BRIEF DESCRIPTION OF THE DRAWINGS FIG. 1 is a schematic cross-sectional view of one embodiment of the anti-DNA antibody removing device of the present invention. FIG. 2 is a graph showing the results of examining the relationship between flow rate and pressure loss using three types of gels. [Description of Signs] 1 Inlet 2 Outlet 3 Adsorbent 4, 5 Filter 7 Container

──────────────────────────────────────────────────続 き Continuation of the front page (56) References JP-A-54-15379 (JP, A) JP-A-58-61752 (JP, A) JP-A-59-186558 (JP, A) JP-A-62 191041 (JP, A) (58) Field surveyed (Int.
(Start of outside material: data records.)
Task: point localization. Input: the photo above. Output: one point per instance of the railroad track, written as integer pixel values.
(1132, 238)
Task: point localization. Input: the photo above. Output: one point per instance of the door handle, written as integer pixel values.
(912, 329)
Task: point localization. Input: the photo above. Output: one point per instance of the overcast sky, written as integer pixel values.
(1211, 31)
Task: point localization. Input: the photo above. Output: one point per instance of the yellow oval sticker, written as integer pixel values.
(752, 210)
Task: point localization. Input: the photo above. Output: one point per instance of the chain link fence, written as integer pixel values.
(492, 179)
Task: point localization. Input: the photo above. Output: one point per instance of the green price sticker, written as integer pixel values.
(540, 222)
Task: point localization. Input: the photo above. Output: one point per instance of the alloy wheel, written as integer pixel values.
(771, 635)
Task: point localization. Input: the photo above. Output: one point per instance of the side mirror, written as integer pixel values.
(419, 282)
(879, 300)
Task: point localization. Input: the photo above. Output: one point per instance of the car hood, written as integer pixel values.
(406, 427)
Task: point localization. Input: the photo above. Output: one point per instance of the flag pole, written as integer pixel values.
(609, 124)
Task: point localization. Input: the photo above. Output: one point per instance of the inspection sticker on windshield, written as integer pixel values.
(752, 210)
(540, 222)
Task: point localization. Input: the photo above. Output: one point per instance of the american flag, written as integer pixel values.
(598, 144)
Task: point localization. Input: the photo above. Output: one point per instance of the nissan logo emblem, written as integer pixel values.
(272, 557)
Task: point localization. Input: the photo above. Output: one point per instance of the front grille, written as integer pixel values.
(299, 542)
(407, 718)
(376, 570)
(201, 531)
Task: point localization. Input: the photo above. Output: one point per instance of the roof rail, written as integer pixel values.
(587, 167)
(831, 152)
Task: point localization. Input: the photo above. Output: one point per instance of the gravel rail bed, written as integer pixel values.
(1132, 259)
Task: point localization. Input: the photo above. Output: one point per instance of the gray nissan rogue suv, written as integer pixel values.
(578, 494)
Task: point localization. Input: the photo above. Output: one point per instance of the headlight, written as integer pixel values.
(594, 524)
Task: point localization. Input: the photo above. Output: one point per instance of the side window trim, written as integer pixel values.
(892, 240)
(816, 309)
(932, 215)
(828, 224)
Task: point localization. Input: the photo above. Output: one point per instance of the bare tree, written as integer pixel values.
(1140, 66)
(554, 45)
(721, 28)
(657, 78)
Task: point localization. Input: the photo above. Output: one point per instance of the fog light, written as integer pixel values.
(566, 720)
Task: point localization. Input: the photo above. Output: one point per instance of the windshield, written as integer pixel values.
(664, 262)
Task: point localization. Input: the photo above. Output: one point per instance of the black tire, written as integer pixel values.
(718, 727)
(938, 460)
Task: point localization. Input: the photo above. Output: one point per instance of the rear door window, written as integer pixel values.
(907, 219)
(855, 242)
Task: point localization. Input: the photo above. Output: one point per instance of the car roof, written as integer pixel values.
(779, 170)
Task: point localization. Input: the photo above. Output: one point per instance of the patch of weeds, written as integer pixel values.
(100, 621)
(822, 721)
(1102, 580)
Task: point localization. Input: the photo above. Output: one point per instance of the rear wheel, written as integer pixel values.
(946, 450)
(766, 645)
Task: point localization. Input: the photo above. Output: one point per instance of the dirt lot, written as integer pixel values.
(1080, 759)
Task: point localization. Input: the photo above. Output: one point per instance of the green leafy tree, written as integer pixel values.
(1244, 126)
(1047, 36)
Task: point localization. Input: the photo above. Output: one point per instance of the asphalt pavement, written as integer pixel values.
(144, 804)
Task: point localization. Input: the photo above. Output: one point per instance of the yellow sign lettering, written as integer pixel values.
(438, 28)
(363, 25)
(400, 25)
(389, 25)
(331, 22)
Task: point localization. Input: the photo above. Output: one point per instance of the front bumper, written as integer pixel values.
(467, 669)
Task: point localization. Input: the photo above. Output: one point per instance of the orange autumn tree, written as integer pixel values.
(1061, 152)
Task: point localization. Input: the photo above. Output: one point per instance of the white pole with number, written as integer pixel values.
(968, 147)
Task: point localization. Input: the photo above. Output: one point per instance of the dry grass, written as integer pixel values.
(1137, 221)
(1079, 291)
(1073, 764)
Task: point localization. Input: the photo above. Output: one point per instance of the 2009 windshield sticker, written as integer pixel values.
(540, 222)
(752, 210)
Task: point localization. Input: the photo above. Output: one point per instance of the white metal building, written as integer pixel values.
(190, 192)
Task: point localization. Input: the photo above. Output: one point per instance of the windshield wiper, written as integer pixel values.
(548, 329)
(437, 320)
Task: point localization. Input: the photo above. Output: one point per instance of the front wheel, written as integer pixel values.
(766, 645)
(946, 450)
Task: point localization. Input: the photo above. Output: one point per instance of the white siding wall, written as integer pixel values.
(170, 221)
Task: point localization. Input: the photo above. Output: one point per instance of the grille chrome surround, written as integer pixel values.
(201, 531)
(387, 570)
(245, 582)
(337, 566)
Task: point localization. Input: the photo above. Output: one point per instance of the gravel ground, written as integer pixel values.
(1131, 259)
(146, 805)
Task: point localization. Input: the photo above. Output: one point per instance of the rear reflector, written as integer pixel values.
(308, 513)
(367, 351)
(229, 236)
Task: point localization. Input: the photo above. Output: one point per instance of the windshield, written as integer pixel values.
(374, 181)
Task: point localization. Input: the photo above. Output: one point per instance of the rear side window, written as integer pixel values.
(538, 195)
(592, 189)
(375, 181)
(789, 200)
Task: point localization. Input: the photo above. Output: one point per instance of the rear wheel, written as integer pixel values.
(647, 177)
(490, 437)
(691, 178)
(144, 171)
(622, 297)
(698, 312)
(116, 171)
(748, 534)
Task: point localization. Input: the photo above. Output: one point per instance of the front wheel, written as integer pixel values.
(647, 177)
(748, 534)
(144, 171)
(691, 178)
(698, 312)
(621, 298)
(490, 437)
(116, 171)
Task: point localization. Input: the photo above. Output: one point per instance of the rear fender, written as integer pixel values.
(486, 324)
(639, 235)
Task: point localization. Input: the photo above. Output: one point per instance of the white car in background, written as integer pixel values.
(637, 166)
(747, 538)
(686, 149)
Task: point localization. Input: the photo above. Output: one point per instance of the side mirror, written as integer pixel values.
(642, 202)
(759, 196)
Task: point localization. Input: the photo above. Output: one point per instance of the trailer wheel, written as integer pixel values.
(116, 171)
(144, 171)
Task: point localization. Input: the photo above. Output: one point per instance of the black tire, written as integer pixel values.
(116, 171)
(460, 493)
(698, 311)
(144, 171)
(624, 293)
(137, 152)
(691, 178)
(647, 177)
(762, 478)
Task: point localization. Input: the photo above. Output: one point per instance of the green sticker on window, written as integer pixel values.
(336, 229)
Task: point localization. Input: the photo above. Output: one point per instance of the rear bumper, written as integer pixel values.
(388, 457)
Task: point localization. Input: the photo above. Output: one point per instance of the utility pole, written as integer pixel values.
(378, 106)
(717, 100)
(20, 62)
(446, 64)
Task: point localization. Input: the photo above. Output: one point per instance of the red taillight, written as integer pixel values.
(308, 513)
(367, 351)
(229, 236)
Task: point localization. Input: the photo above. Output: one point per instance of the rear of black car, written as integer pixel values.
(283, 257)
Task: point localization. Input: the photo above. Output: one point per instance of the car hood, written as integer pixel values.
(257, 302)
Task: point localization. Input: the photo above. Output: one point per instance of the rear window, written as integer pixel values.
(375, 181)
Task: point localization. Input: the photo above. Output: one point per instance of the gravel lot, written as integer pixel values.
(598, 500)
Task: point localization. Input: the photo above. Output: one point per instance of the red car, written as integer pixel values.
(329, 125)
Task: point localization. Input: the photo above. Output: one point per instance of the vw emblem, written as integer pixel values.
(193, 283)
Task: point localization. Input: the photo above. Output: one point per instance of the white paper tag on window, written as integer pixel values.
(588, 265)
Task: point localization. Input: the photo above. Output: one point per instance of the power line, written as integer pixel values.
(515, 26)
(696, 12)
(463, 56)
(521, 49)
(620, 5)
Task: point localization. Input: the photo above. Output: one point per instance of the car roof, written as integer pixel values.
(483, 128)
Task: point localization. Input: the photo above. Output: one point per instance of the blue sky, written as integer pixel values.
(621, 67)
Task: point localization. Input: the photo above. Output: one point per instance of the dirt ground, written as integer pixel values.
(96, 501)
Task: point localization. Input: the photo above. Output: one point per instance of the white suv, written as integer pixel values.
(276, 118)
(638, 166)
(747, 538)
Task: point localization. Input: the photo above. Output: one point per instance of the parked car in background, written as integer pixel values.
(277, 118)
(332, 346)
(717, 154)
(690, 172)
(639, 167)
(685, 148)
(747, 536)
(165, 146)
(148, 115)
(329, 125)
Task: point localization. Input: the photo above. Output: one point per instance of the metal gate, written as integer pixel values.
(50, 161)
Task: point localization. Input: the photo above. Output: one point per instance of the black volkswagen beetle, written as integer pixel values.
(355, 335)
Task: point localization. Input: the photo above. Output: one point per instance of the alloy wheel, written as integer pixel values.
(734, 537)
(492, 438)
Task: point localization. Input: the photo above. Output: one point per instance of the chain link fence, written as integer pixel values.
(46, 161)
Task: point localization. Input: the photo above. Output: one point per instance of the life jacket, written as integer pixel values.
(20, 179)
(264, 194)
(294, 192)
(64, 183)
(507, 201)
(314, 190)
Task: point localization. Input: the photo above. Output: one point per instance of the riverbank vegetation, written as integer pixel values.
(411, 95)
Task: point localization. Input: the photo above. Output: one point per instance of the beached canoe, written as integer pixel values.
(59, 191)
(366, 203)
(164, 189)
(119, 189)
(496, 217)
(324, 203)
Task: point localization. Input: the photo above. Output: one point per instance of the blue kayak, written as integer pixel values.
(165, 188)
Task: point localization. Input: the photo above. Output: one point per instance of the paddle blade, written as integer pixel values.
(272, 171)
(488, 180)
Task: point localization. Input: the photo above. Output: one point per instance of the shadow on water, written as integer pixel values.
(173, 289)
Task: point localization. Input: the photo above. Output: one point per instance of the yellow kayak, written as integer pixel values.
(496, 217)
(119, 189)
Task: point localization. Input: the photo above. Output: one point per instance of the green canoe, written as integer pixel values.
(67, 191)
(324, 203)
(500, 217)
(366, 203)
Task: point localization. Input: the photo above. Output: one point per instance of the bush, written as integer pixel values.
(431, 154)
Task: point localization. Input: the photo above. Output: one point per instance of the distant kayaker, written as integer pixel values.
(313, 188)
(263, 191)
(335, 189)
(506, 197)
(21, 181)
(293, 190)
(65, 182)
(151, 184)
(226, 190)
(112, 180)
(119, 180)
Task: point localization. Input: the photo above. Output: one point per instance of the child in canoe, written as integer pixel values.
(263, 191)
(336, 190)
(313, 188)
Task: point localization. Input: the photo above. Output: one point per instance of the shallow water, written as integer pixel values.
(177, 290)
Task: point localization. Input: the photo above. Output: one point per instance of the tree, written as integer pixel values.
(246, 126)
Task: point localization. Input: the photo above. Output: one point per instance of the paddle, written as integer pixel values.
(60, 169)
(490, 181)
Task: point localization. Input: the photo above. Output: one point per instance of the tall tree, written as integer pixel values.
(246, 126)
Cl. ⁷ , DB name) A61M 1/36 543 B01D 15/08 B01J 20/26 G01N 33/564 A61K 39/395

Claims (1)

(57) Claims: container having an inlet and an outlet of the first fluid, but components contained in the fluid and the fluid can pass, the water-insoluble porous material in molecular weight of 1,000 or more sulfated polysaccharides A filter through which the adsorbent of the anti-DNA antibody in which is immobilized cannot pass;
And a device for removing an anti-DNA antibody comprising an anti-DNA antibody adsorbent filled in the container. 2. Exclusion limit molecular weight of globular protein in water-insoluble porous material
400,000 over 60 million less der Ru patent remover ranging first claim of claim. 3. The removal device according to claim 1, wherein the water-insoluble porous body is made of a compound having a hydroxyl group.